Assistant Attorney General Mark Randlett will today argue that Dan Brown is a public health threat, so long as he has no license. He wasn’t…until 2009. Now the public health is threatened when farmers continue selling food we’ve raised to our communities. There have been no food-borne illness outbreaks from raw milk in Maine. Not one. Not from Dan Brown and from any other farm selling food directly within their community. (The state does not even have the capacity with testing to distinguish between the presence of harmful or helpful bacteria in milk.)
The rule change came without a process including citizen input, without legislative oversight. It came as an “administrative procedure”. Dairy inspection services moved from one division to another within the department of agriculture as…an “administrative procedure”. There was no public health threat. We were re-defined as ‘milk distributors’ as an administrative procedure. There was no public health threat, no legislative oversight, no public input. The Administrative Procedures Act (in Maine, MAPA, Title 5, 8074) may be a root, a law, to learn much more about when you go home. You may also want to look up another law that grants our commissioner of agriculture the authority to enter into agreements—some with financial strings attached– with any corporation or federal agency (in Title 7). These agreements filter down to us…administratively, procedurally. They affect us substantially.
Administrative procedures, not public health threats, are what has brought us here today. The absence of democratic participation in our local food system.
But we didn’t know all that five years ago. We did know that, as farmers and patrons of local food, we had to do something. We came together and drafted the Local Food and Community Self-Governance Ordinance. We came together to protect our traditional food exchanges, the relationships that come from those exchanges, the way of life we value in our community, access to real food, the resilience of a local economy. The ordinance was four pages. My town of Penobscot voted unanimously to adopt those four pages. And…applauded ourselves afterward. At town meeting.
Now, eleven towns have followed suit, deciding for themselves how they define farmers, patrons, food. No administrative procedure, all public input. Direct participation in democracy. Home rule in our state constitution and statute says that it IS within our authority as communities to protect our health, safety and welfare. Eleven towns have adopted a local law to do just that. Art. 1, Sect. 2 of our state constitution says we have an indefeasible right to reform or change government when our safety and happiness depend on it. Our safety. Our happiness. Our food. Our communities.
So, why are we here today? We’ve been feeding each other this way for a long time. The corporations are scared. The government is acting on those fears.
We found a tool, a dusty tool, of democracy…and used it. We threatened the power structure. So the state sued Dan Brown. They thought they’d found a tender link, but those behind me today are here to show that it is a strong chain.
This court will soon consider these questions. We’ve come today for many reasons: access to food for everyone, to support small farms, to protect rights, to strengthen democracy. We’ve walked a long road to get here.
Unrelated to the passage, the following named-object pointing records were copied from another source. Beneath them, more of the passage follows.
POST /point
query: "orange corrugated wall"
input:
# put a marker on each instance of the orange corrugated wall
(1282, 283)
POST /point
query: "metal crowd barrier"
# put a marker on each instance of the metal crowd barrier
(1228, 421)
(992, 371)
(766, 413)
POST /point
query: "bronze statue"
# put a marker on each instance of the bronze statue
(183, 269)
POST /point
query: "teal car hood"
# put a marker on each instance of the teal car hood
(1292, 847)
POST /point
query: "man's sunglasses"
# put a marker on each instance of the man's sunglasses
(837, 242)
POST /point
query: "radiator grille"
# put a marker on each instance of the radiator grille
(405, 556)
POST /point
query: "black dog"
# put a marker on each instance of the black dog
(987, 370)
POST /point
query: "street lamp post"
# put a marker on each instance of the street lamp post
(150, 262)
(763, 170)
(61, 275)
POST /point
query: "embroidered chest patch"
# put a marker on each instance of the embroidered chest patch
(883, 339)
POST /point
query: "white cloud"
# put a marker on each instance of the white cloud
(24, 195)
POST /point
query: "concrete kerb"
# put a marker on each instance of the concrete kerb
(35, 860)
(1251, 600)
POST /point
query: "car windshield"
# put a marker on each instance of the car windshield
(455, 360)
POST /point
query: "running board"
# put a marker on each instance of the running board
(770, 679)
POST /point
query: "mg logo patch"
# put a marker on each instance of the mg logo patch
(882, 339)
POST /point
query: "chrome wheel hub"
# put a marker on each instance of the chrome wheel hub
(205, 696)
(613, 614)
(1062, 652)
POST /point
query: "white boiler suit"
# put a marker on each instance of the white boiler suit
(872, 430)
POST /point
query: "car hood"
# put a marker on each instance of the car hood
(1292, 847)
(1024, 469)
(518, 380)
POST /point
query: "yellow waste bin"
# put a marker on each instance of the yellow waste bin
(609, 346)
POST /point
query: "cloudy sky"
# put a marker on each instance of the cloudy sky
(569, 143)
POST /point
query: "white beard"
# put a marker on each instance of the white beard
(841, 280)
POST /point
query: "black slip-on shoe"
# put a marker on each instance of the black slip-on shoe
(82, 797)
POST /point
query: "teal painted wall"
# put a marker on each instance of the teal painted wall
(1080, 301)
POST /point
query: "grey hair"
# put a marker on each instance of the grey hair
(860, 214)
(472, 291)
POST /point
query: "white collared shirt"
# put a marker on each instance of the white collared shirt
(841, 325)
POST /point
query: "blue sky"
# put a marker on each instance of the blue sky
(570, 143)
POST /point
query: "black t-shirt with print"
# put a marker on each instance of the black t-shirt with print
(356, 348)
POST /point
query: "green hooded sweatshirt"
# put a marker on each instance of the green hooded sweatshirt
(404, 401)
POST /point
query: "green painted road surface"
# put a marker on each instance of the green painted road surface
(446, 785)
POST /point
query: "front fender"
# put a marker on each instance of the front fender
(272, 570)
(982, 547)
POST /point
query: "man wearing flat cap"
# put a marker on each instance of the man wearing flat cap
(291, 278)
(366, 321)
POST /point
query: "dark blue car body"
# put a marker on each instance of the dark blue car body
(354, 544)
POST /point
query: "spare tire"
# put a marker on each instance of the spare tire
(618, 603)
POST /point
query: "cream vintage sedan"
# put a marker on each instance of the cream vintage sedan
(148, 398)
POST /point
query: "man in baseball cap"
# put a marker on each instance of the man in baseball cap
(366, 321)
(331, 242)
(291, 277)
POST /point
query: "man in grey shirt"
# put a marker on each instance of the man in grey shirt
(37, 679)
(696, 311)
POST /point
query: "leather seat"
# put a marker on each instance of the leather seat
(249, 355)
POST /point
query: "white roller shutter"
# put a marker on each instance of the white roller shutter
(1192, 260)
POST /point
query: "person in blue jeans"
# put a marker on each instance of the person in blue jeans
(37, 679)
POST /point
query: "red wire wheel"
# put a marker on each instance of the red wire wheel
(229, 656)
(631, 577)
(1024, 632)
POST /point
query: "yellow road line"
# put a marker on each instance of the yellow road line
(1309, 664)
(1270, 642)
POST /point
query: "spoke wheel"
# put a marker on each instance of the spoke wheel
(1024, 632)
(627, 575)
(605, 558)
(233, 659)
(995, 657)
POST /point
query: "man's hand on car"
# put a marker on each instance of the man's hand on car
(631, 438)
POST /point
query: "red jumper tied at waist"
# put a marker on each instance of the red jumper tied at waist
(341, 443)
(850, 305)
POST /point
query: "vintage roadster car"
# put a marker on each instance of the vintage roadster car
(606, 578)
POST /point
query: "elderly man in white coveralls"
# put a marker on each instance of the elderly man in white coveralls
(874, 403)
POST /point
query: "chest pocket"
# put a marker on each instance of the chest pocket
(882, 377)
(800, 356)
But there is a weight that lays heavy today as we go into this court. Dan and Judy Brown have been in a 2 ½ year long court battle. For all the different reasons you’ve come today, know that it is a somber day of gravity for Dan and Judy. Be here for all the larger issues at stake, but send your support, the strength of all your hearts together, into the courtroom with Dan and Judy today.
However the court rules on this case, we’ll keep walking this road.